Was nutzt es, die alltägliche Gewalt auf der Welt live zu beobachten? Die Folgen davon sind Angst, Misstrauen und Wut. Um dem zu entkommen, plädiert unser Kolumnist Oliver Wnuk für einen bewussteren Umgang mit negativen Nachrichten.
Das Bild zeigt das Logo zur Kolumne: ein Gesicht mit Megafonen an den Ohren, dazu der Titel Wnuk denkt laut.

Ein älterer Schauspielkollege, der für mich bislang immer einen recht geerdeten Eindruck gemacht hatte, fragte mich neulich während einer Drehpause, ob ich mich denn schon ausreichend auf den möglichen Blackout vorbereitet hätte. 
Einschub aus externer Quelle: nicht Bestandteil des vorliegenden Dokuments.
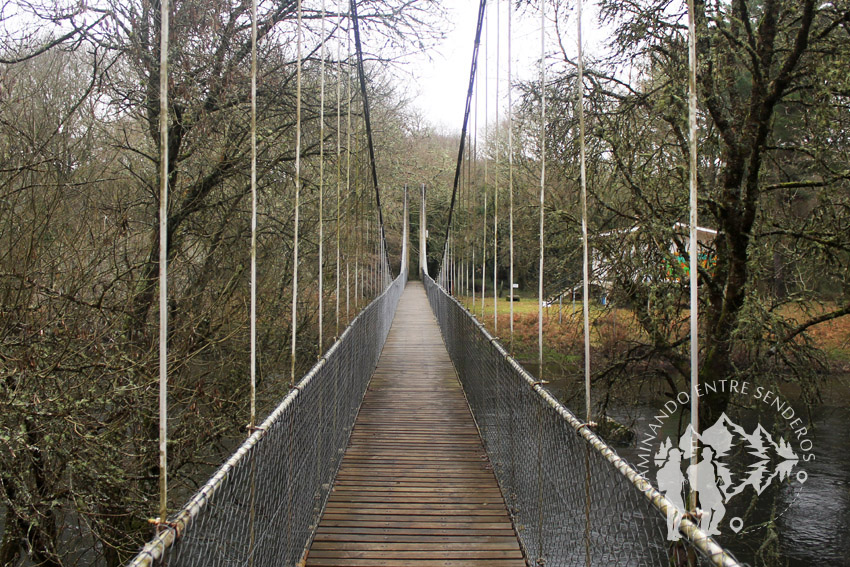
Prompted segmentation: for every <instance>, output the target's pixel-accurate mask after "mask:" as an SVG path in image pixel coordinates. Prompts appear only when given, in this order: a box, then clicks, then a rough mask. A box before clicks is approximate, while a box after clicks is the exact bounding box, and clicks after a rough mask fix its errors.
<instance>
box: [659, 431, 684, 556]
mask: <svg viewBox="0 0 850 567" xmlns="http://www.w3.org/2000/svg"><path fill="white" fill-rule="evenodd" d="M668 440H669V439H668ZM656 462H658V461H656ZM656 480H657V481H658V488H659V490H661V492H663V493H664V496H666V497H667V499H668V500H669V501H670V502H672V503H673V505H674V506H675V507H676V510H667V539H668V540H669V541H678V540H679V538H680V537H681V536H680V535H679V524H680V523H681V522H682V514H684V512H685V501H684V499H683V497H682V493H683V490H682V488H683V486H684V484H685V476H684V475H683V474H682V451H680V450H679V449H676V448H675V447H674V448H672V449H670V450H669V452H668V453H667V459H666V461H665V462H664V466H663V467H661V468H660V469H659V470H658V473H657V474H656ZM677 512H678V513H677Z"/></svg>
Das beunruhigte mich so sehr, dass ich noch am selben Abend einen Campingherd, ein Dutzend Butan-Kartuschen, Taschenlampen, einmal mit Solar- und, falls sich die Sonne doch verdunkeln sollte, sicherheitshalber noch einmal mit Kurbelantrieb bestellt habe. 

Jetzt noch drei Eimer Wasser für die Toilettenspülung bereithalten und mindestens 50 Liter Trinkwasser sowie haltbare Lebensmittel, Klopapier und Medikamente gegen … ja, gut, erstmal gegen alles Mögliche.